Le caniche paradait autour d’eux, visiblement ravi de pouvoir montrer sa frimousse aux marcheurs. L’animal de compagnie était bien le seul en quête de l’approbation, sinon de l’attention des autres. La goule et l’humaine, eux, semblaient toujours aussi absorbés par leur discussion que Joe refusait d’avorter et plongés dans une bulle qui ne concernait qu’eux, ils s’étaient remis à marcher sans rien échanger sur la destination finale. Après tout, peu importait le but tant que le moyen servait à délier les langues et atténuer les peines.

Elle aurait voulu en savoir plus sur les circonstances de la disparition de la jolie rousse qui était entrée dans la vie de Monroe et qu’on lui avait arrachée sans prévenir. Quelque part, elle aussi avait envie d’aider, de donner des pistes, de servir à quelque chose plutôt que de ne faire qu’asséner des « je comprends » et des regards pleins de compassion. Mais Tybalt devait en avoir assez soupé de ces questions toutes identiques, de répéter les mêmes rengaines de détails qui lui secouaient sûrement le cœur et ravivaient la plaie à peine cicatrisée. C’était très certainement le pire moyen d’apaiser les choses pour lui, alors Joe s’abstint. Quand il aurait envie, il lui dirait. D’ailleurs, elle le laissait parler à sa guise, se contenta même de simplement hocher la tête sans rien objecter. A sa place, Joe n’aurait pas fait différemment – résoudre les problèmes seule et n’en parler à personne, sa spécialité.

On a tous des trucs qu’on se dit pas. Son pas aurait pu ralentir pendant un millième de seconde, la lueur de son regard aurait pu vaciller ou un rire nerveux aurait aisément franchi ses lèvres. Là, seul son cœur s’alourdit dans un battement un peu plus fort et douloureux – la culpabilité, sans doute, de ne pas être aussi honnête que lui l’était en ce moment avec elle. « Possible. » Joe ne tenait pas à avoir l’air évasive mais mine de rien, cette phrase lancée au hasard la touchait bien plus qu’elle ne l’aurait du. Sans le savoir, Tybalt mettait le doigt sur une faille mais il avait bien assez à gérer pour qu’elle l’ennuie avec ses histoires personnelles – qui commençaient d’ailleurs à se faire un peu trop nombreuses. « En tout cas si tu veux en discuter un jour … Enfin, tu sais que je suis là, quoi. » C’était étrange de lui parler ainsi, et d’ailleurs ce devait être une des premières fois qu’ils avaient un échange aussi calme et sérieux.

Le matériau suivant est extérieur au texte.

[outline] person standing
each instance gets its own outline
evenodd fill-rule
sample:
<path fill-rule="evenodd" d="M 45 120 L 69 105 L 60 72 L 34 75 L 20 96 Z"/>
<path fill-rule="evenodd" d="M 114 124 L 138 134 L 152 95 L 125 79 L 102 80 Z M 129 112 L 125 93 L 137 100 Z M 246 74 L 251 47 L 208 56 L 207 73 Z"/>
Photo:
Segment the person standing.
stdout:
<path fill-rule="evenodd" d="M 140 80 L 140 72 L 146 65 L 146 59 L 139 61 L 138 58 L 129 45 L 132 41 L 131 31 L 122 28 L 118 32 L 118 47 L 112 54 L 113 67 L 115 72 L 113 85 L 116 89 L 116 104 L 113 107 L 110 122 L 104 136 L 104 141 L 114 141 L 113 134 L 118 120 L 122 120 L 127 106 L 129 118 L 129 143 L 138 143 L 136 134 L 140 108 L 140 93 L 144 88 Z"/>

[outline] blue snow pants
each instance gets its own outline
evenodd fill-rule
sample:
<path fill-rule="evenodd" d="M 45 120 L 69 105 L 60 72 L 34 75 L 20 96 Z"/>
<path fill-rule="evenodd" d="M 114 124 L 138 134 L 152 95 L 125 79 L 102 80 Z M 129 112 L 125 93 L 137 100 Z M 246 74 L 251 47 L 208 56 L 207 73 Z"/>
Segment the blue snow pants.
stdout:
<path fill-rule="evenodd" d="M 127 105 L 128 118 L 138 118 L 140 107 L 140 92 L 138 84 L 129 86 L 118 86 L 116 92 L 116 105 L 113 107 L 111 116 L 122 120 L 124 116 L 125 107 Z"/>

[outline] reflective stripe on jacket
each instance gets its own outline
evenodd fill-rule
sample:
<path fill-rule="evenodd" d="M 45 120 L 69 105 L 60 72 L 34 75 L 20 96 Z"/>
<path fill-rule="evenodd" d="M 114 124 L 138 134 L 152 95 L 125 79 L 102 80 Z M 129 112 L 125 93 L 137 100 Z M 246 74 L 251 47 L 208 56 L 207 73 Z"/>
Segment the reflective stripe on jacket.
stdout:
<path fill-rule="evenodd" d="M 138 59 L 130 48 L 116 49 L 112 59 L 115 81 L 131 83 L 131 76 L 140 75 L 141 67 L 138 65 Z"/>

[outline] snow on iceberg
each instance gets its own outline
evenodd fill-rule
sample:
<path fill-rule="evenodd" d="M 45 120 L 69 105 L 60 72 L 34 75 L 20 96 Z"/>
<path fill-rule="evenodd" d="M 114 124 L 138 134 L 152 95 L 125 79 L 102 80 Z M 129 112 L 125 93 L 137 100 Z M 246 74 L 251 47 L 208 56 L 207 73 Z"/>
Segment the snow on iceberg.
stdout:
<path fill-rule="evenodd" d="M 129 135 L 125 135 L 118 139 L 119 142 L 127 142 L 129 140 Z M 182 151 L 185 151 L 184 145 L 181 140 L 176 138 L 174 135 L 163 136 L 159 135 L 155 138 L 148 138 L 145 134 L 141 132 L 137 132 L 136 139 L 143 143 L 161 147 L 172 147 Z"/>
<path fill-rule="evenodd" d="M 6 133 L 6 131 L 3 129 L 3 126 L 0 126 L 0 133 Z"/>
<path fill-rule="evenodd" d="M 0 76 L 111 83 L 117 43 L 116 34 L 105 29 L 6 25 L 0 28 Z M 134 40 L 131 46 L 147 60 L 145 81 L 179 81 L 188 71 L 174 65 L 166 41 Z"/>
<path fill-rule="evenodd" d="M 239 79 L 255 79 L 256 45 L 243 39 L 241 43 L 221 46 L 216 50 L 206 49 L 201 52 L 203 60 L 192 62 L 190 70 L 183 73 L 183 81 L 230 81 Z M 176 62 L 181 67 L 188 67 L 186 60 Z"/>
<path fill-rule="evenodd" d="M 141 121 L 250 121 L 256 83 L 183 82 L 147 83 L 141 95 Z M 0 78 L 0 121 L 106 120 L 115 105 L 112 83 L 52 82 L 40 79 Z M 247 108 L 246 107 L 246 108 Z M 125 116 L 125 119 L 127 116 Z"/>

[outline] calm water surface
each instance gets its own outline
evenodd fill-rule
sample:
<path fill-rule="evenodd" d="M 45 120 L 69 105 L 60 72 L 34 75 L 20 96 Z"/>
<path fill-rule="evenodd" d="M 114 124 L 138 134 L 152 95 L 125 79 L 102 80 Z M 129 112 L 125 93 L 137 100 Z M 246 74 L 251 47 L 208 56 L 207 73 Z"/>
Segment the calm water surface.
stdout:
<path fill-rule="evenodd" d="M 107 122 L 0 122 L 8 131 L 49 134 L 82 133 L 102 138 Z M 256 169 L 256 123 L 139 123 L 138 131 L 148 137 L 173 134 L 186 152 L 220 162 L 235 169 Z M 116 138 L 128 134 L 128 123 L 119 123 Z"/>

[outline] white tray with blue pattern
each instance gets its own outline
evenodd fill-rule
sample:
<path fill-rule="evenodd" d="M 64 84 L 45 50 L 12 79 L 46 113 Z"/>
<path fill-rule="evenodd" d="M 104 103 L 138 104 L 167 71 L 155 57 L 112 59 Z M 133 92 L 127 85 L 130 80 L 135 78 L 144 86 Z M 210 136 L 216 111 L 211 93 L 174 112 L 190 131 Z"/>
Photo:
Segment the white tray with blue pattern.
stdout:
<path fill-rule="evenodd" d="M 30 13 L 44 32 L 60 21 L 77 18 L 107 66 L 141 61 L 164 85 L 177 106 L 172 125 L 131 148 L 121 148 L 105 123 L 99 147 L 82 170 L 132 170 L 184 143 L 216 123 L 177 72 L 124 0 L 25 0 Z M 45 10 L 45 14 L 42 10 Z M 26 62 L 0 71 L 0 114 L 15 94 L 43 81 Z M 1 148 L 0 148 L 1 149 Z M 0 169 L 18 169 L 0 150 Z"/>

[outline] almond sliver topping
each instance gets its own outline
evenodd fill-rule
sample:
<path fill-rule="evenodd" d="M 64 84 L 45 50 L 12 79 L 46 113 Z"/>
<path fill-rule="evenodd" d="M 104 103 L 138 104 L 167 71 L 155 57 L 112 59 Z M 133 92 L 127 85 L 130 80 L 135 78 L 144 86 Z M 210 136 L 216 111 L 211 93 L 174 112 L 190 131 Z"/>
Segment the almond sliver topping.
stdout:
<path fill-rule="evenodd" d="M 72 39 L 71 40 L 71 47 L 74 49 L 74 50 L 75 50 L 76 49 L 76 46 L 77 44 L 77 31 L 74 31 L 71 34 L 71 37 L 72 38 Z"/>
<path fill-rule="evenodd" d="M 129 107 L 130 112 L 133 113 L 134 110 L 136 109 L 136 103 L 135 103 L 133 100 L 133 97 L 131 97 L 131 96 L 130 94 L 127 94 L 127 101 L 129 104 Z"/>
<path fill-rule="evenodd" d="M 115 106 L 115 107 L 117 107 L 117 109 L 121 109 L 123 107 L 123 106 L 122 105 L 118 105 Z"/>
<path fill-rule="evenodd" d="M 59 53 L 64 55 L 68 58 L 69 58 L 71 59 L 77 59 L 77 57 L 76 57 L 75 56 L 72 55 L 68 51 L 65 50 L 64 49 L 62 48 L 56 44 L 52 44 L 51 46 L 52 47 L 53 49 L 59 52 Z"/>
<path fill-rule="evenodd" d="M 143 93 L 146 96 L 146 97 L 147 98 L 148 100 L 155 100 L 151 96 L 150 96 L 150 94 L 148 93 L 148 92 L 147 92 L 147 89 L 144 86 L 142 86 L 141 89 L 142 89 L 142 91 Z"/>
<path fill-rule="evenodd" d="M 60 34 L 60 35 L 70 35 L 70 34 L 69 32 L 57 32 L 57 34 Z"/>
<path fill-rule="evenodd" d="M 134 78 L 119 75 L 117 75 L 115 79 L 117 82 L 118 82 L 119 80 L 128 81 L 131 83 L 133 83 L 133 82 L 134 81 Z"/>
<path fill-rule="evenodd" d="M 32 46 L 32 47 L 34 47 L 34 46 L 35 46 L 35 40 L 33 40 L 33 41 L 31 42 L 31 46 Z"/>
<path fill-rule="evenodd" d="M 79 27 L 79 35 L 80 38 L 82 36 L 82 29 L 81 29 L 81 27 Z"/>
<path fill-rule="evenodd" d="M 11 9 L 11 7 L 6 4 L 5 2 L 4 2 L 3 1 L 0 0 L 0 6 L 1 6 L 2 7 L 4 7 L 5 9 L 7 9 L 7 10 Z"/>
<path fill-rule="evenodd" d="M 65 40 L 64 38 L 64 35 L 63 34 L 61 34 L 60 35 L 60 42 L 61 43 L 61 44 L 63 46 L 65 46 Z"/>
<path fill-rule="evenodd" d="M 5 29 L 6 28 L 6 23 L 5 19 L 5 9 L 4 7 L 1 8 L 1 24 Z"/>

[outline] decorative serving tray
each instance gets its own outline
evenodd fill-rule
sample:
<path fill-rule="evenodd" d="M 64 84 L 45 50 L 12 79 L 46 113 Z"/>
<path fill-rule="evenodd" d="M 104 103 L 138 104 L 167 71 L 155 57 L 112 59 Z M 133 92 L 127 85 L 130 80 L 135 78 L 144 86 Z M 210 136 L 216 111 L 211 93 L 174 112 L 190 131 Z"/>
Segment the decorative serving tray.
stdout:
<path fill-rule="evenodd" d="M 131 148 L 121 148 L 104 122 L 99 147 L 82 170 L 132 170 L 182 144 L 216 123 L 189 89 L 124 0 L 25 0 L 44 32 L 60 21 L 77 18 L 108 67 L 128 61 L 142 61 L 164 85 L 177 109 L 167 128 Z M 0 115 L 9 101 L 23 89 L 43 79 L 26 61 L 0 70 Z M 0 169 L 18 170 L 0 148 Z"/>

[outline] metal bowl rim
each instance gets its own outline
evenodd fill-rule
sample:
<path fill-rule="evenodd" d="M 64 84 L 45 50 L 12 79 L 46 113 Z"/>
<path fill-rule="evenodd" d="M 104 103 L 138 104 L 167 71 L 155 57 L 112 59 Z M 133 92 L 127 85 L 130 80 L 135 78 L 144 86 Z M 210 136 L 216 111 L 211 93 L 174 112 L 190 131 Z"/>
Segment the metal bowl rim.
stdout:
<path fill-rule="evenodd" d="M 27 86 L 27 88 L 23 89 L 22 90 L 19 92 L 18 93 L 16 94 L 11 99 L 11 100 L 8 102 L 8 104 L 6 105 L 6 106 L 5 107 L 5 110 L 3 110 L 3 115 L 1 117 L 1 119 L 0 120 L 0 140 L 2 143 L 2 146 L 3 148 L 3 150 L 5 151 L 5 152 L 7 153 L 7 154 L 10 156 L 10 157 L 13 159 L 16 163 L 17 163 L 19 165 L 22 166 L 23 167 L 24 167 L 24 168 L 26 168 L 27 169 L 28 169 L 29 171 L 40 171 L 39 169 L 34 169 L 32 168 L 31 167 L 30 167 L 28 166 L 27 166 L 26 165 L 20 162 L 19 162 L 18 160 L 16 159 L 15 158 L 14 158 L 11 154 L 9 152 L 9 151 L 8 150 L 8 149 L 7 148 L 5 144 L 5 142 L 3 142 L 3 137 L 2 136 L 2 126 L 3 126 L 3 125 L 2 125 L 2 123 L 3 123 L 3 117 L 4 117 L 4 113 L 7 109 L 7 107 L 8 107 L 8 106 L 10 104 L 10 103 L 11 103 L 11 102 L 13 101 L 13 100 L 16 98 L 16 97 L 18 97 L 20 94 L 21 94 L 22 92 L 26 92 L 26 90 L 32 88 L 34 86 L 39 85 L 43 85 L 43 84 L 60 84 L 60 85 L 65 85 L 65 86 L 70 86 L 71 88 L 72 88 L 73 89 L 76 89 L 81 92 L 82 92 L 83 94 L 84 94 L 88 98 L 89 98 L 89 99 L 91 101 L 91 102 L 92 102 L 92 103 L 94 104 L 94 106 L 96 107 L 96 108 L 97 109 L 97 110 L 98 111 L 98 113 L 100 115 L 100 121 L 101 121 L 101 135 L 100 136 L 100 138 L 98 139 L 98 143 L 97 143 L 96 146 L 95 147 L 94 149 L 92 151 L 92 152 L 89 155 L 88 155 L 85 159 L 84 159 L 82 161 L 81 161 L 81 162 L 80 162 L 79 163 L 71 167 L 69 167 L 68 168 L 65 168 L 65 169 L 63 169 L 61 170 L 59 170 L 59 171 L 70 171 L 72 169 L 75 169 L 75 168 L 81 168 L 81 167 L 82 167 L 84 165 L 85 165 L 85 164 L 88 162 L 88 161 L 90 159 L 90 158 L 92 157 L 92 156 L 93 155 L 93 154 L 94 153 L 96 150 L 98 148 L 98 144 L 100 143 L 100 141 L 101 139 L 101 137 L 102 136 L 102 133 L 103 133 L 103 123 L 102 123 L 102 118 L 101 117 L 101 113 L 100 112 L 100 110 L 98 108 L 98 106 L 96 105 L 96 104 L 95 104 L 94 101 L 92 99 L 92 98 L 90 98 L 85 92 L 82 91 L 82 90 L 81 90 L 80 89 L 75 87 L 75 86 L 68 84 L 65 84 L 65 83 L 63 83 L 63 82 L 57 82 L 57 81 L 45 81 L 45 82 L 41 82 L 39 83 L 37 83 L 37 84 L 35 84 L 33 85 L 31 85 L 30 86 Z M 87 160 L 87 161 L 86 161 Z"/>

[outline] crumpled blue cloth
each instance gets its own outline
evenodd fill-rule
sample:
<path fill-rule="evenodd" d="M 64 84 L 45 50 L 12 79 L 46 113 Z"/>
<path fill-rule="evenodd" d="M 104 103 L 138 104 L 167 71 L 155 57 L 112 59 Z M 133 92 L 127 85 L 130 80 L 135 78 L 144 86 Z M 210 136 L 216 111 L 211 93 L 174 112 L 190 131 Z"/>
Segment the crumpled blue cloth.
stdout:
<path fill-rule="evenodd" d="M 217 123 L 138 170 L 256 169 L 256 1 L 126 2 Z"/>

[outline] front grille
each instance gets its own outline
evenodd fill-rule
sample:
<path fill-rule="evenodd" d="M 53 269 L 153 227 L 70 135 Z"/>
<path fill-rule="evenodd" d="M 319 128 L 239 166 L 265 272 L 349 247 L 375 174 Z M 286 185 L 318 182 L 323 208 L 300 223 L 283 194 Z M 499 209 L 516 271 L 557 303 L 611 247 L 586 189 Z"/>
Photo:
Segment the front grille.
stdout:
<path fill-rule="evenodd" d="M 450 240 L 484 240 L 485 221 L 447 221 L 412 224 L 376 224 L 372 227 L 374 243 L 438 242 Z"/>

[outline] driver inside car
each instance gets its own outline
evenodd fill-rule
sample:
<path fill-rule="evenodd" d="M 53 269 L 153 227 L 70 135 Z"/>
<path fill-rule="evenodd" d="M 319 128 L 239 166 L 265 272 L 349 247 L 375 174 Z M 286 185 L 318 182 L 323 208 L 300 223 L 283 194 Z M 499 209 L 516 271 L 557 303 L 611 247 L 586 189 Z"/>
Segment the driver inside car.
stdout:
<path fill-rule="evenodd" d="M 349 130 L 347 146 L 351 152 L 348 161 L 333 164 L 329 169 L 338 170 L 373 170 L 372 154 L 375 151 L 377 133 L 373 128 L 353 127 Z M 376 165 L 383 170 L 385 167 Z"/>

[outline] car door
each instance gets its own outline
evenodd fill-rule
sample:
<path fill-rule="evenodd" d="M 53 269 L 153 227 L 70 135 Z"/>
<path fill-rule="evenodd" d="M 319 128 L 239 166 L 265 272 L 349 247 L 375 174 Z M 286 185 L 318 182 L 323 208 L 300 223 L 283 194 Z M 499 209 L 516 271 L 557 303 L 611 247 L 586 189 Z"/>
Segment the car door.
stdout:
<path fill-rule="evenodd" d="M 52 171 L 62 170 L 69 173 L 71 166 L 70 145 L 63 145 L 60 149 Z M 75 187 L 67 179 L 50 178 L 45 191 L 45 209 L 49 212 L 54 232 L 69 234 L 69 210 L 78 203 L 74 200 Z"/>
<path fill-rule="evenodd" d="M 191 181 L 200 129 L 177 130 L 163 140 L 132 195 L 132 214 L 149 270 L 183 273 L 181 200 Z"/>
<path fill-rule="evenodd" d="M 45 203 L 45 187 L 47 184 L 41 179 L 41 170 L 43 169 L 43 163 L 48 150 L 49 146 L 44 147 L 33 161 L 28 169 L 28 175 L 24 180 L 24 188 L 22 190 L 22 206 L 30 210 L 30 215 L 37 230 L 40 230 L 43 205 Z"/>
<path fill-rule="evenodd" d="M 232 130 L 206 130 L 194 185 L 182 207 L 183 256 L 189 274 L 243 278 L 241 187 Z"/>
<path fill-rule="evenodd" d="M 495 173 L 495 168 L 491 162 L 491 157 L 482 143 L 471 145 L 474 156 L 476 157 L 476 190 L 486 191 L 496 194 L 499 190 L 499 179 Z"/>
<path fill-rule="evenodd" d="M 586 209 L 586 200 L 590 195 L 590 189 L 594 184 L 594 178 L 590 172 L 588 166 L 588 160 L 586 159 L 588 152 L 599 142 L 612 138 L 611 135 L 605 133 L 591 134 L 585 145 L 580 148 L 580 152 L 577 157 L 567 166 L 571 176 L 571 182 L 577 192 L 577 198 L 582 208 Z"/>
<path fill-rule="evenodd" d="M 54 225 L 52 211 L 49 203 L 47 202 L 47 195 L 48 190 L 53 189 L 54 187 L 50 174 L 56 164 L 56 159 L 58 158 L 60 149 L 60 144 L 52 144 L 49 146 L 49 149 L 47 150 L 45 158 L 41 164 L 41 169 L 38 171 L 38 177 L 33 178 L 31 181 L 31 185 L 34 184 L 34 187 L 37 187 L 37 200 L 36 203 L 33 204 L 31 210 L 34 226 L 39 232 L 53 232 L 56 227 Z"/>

Non pas qu’ils passaient leur temps à rire et à raconter des âneries mais à vrai dire, ni l’un ni l’autre n’étaient doués pour ce genre de déclarations solennelles – ce qui n’empêchait pas la confiance d’exister entre eux.

Il fallut encore une poignée de mètres franchis pour que la blonde accouche d’une accroche optimiste – c’était en tout cas l’objectif. « J’espère qu’ils vont la retrouver. » Comme si à force de le dire et de le répéter, le miracle se concrétiserait : à ce stade, en effet, parler de miracle n’était pas si anodin. Les chances de retrouver Elle s’amenuisaient logiquement de jour en jour. « Mais fais attention à toi quand même, ok ? Je sais pas ce que tu traficotes avec ton vendeur de livres et je veux pas le savoir, mais te mets pas dans la merde non plus. » Toi non plus, t’as pas intérêt à disparaître, qu’elle avait presque l’air de dire.